You're right, desperate, pick something achievable. I think that's what my dad said but we've seen so many people and they all say different things. I literally can't follow it all as usually I have one of the babies with me at the time, trying to feed etc whilst listening.
I prob. made it sound as though we're angry all the time, we're not, just now and again it gets to us. I did used to get angry all the time before I know it was constipation and I have tried v.hard since then to stay calm. Largely I succeed because I can see that underneath being showered down and glared at by a nursery nurse at school must be incredible awful for him and I don't want to be the baddie too. I don't like punishing him for accidents, that was dp's idea and it just seems wrong to me but went along with it as didn't know what else to do really. I'm going to ask him to stop, it's not working anyway! DS did point out that he had 4 punishments the other day and it wasn't fair and I was inclined to agree with him really.

cornsilk Sun 26-Apr-09 23:06:21

My ds was similar but at a younger age but still it was incredibly frustrating - I really feel for you. Could you bring him home at lunchtime perhaps to have a try after he has eaten?

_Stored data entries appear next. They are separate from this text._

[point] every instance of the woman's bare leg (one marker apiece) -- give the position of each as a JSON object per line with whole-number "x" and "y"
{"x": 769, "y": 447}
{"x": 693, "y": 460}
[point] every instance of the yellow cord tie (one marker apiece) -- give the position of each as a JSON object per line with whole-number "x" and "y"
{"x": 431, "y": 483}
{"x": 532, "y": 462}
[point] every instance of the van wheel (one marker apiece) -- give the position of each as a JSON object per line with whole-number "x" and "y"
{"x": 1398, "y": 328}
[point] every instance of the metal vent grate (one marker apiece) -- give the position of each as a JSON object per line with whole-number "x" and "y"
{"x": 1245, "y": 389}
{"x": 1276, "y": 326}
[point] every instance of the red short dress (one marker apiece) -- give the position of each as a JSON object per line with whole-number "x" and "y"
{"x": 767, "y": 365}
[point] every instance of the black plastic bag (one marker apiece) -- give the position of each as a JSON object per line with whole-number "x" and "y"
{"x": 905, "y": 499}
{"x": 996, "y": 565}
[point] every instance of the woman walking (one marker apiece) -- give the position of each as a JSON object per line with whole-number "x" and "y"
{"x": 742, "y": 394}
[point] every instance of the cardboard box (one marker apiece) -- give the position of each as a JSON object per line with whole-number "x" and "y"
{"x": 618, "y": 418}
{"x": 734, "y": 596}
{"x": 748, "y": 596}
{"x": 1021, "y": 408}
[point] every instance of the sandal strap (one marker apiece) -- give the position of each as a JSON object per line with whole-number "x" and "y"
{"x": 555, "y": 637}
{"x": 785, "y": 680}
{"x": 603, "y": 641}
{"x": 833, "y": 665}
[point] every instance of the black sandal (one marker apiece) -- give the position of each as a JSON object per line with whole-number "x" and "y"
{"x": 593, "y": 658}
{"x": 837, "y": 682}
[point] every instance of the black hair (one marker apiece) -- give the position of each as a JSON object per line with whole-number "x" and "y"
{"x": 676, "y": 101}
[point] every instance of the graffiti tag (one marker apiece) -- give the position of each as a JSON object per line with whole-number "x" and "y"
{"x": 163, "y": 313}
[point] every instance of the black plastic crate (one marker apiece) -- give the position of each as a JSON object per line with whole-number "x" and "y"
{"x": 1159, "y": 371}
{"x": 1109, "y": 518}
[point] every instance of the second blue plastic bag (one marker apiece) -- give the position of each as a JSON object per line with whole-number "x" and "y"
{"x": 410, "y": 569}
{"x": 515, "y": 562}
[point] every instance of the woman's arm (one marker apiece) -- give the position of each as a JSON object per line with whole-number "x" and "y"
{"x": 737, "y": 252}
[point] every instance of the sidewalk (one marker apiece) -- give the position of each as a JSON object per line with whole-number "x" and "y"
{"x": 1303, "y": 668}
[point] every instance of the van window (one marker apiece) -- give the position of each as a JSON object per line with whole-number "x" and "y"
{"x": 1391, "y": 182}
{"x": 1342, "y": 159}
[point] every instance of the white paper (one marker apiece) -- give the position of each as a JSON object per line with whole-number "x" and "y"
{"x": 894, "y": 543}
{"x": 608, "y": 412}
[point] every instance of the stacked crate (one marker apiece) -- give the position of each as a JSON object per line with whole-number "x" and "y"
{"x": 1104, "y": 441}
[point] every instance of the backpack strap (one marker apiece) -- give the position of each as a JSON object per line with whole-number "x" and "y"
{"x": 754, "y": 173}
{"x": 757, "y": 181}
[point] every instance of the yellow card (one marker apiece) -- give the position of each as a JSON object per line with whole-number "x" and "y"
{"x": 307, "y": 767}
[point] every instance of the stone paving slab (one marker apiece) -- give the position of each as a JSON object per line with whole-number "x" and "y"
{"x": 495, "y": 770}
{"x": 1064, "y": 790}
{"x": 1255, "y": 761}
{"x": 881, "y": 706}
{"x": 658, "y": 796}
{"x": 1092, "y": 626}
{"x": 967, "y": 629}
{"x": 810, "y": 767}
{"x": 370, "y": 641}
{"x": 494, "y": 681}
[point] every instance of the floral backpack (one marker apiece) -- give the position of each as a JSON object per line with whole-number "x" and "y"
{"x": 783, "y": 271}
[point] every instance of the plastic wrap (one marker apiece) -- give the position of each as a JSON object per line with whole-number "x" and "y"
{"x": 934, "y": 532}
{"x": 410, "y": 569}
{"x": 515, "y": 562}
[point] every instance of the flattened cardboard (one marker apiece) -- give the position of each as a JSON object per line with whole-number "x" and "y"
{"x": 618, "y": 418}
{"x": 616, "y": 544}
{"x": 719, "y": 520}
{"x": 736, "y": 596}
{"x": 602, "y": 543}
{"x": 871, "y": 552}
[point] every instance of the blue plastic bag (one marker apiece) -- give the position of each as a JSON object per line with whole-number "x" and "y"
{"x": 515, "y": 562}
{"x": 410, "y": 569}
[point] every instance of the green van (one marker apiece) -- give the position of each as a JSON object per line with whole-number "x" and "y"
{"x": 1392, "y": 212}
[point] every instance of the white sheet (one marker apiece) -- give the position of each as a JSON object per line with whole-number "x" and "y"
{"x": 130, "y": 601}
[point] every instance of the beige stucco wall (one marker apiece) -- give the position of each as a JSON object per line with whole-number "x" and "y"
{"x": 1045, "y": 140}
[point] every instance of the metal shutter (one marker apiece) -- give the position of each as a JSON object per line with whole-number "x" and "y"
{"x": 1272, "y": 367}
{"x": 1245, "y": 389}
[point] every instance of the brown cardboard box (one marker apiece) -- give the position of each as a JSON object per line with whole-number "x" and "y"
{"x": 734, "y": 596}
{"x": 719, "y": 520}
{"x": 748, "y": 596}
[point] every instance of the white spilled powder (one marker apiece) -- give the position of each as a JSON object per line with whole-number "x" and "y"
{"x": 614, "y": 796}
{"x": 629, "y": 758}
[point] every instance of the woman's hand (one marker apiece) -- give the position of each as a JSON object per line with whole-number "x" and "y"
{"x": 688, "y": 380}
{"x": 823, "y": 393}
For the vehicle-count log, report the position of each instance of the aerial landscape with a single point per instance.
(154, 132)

accessorizequeen Sun 26-Apr-09 23:07:59

Not with 3 other dc's to look after really!

cornsilk Sun 26-Apr-09 23:13:37

Oh yes - blimey you do have your hands full.

accessorizequeen Sun 26-Apr-09 23:17:16

grin they're all gorgeous though smile

DesperateHousewifeToo Mon 27-Apr-09 10:05:48

I can only imagine how busy life must be for you!smile

Could you have a chat with the nursery staff and make it clear to them that what he is doing is not under his control (even if you are not sure yourself!). He has a medical condition that you are trying to deal with. Whilst it is not particularly nice for them either, they should not act disapproving of him when it happens.

Is he any better during the school holidays? I find ds is. Could you give him a week or two off school to try to get on top of it again?

I definitely agree that whatever approach you decide to take, you need to both agree on and be able to stick with.

Good luck. I really hope things begin to improve. I completely understand the range of feelings this situation makes you go throughsad

IrritableGrizzly Mon 27-Apr-09 15:23:37

My ds1 has suffered from constipation/soiling for years now, basically since he was out of nappies, and he's now 6.5. I've got no idea what caused it - don't remember any bad trauma or constipation that would make him start withholding. He used to insist on having a nappy on for a poo until he was quite big, 4 or so.

He does seem to be getting some control back but only if I keep up the 'routine' that the paed set for us, which is sitting on the loo 3 times a day for 10 mins or so, after breakfast, lunch and dinner. The lunch one is tricky as he's at school and although I remind him every morning to have a go, he admits he doesn't, so I sit him on as soon as he gets home.

He is quite often soiled when he comes home and I'm quite worried about him getting teased as he comes on a school minibus and most of the kids are older, but like yours he doesn't seem worried about them noticing.

The other things we do is a does of lactulose every morning, about 7.5ml, and encouraging him to drink loads of water. I do think this is very important, especially as we live in the tropics so he needs extra water.

I really think the nursery staff should be a bit more professional and not show him their annoyance - it must make him feel bad and it really is all part of the job, and I say that as an NNEB! It's not the most enjoyable part admittedly, but small children and poo are an unavoidable combination.

One other thing that has helped, and I can't remember where I heard this, is talking about the difference between 'hero poos' and 'sneaky poos'. This really caught my sons imagination. We talk about not wanting to be beaten by the sneaky poos and we have to help the superhero poos in to the loo to win the battle. Sounds really goofy like that but it honestly has helped!

Can't think of anything else right now! Best wishes to you and your son.